Erfolgreicher Messeauftritt in Köln zur photokina 2018
11.10.2018

Erfolgreicher Messeauftritt in Köln zur photokina 2018

Vom 25. bis 29 September öffnete die photokina 2018 ihre Türen und Foto-Begeisterte kamen auch in diesem Jahr wieder voll auf ihre Kosten.

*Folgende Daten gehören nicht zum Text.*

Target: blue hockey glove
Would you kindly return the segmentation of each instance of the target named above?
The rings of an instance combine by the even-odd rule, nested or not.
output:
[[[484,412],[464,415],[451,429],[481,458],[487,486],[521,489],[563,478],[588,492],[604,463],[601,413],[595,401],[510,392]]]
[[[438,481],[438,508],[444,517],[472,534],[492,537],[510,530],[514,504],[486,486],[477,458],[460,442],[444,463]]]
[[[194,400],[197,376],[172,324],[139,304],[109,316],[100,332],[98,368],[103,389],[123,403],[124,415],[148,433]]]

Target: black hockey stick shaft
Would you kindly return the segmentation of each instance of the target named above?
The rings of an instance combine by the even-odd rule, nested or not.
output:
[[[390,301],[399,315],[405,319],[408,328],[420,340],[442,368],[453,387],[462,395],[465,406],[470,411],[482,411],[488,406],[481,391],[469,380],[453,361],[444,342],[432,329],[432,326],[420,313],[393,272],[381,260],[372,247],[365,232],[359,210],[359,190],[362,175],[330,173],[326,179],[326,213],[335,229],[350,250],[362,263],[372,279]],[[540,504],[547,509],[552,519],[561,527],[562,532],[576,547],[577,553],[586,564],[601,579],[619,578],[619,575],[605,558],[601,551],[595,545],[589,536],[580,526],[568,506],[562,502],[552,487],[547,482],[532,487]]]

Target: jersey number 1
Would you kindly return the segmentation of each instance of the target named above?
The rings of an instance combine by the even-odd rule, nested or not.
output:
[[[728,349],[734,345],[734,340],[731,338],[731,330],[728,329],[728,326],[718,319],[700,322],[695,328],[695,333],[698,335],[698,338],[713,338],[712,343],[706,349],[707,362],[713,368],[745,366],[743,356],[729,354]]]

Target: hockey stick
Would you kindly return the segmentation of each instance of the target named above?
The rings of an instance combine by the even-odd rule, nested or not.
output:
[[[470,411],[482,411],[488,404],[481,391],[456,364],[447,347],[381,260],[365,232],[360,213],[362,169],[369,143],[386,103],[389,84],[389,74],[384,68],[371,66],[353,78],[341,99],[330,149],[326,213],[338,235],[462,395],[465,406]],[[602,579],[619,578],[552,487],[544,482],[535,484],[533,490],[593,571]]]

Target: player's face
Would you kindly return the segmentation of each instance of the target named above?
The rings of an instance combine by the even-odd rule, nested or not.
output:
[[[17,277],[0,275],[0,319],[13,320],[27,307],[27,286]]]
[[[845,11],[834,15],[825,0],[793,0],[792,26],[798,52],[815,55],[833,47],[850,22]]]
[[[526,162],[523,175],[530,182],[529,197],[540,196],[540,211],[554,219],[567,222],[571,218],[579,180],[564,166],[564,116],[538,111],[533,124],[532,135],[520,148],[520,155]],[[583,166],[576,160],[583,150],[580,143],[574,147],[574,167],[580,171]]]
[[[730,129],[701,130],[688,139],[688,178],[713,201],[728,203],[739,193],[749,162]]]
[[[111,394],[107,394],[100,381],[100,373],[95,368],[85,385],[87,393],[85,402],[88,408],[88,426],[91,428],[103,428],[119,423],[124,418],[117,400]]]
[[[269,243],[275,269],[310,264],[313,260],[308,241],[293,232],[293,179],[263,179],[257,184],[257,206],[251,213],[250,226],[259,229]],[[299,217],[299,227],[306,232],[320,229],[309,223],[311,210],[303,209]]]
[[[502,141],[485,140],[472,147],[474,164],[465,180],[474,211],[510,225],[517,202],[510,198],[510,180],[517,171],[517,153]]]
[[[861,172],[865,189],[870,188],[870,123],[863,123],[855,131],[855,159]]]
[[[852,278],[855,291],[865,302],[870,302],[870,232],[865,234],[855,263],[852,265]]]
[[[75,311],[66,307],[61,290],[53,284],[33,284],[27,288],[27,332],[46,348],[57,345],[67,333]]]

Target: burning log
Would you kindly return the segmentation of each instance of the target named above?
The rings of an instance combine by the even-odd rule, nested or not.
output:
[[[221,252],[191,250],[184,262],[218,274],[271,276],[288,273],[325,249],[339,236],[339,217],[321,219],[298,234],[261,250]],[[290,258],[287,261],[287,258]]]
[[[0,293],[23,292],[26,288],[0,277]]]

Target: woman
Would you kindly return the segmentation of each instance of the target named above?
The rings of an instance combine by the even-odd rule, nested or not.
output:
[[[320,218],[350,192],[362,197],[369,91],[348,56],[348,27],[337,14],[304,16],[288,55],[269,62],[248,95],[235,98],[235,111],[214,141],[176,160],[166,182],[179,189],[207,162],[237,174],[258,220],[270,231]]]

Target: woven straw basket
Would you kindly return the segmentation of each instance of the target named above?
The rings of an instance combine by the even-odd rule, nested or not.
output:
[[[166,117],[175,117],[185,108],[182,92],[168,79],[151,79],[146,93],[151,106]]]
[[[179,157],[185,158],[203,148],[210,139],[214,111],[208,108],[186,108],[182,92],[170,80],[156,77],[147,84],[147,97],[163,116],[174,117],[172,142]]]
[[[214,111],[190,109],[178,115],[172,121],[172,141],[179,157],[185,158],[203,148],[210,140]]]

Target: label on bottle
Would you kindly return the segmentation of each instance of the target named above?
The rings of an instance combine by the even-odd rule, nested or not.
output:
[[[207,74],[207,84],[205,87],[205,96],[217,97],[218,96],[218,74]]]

Der Messestand des Festivals avancierte schnell zum Publikumsmagneten, dank der tollen Ausstellung von Tim Flach. Die bedrohten Tiere, welche er auf einzigartige Weise porträtierte, zogen viele Besucher in ihren Bann. Dementsprechend schnell war der Grundstein für ein weiterführendes Gespräch über das Festival in Zingst gelegt. Viele Besucher der vergangenen Jahre und potentielle neue Festivalteilnehmer konnten mit reichhaltigen Informationen rund um das Umweltfotofestival versorgt werden: darunter die Ankündigung der ersten vier Ausstellungen für das Festival 2019, die Namen zahlreicher Workshop-Referenten der Fotoschule Zingst, das Thema für den weiterzuführenden Neuen BFF-Förderpreis und die Termine zur Veröffentlichung der Multivisionsshows am 01.12.2018 und der Foto-Workshops am 01.02.2019.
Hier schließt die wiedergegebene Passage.